Kita membaca postingan dari para bankir yang mulai beredar, sehubungan dengan tawaran-tawaran untuk pensiun dini bagi sebagian besar karyawannya mulai dari teller, sampai officer kredit. Mesin ATM- pun sebentar lagi akan menjadi besi tua karena akan tergantikan dengan e-banking.  Ini tentu akan merambah panjang daftar pekerjaan-pekerjaan lama yang akan hilang.

Jangan Tangisi Masa Lalu

Di beberapa situs kita pasti membaca kelompok yang menangisi hilangnya ribuan atau bahkan jutaan pekerjaan-pekerjaan lama. Ada juga yang menyalahkan pemimpinnya sebagai masalah ekonomi. Tentu juga muncul kelompok-kelompok penekan yang seakan-akan sanggup menjadi “juru selamat” PHK. Sopir angkutan kota dan angkutan pedesaan secara perlahan juga akan mengalami PHK  masal, tergantikan oleh angkutan online. Maka perlu disadari gerakan-gerakan aksi menuntut dibatasinya angkutan online  akan berujung pada kesia-siaan. Kita misalnya menyaksikan sikap yang dibentuk dengan tekanan-tekanan publik seperti itu yang sangat anti bisnis-bisnis online.

Mungkin mereka lupa, dunia online telah menjadi penyedia kesempatan kerja baru yang begitu luas. Larangan ojek online misalnya, bisa mematikan industri kuliner dan olahan rumah tangga yang menggunakan armada go-food dan go-send. Berapa banyak tukang martabak yang kini tumbuh seperti jamur di musim hujan, rumah makan ayam penyet dan pembuat sabun herbal yang juga diantar melalui gojek.
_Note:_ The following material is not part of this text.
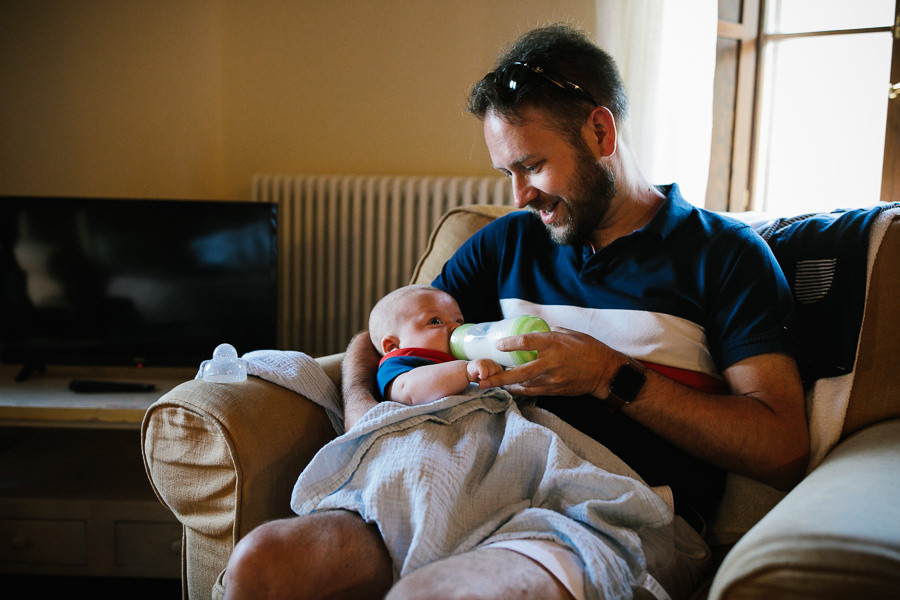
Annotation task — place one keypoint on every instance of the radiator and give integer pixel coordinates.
(345, 241)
Sama halnya dengan menghambat pembayaran noncash di pintu-pintu tol, kita mungkin kehilangan kesempatan untuk memberikan pelayanan-pelayanan baru yang lebih manusiawi dan lebih aman.

Satu hal yang pasti, kita harus mulai melatih anak-anak kita menjadi pekerja mandiri menjelajahi profesi-profesi baru. Ketika mesin dibuat menjadi lebih pandai dari manusia, maka pintar saja tidak cukup. Anak- anak kita perlu dilatih hidup mandiri dengan mental self-driving, self-power, kreatifitas dan inovasi, serta perilaku baik dalam melayani dan menjaga tutur katanya di dunia maya (yang sekalipun memberi ruang kebebasan dan kepalsuan).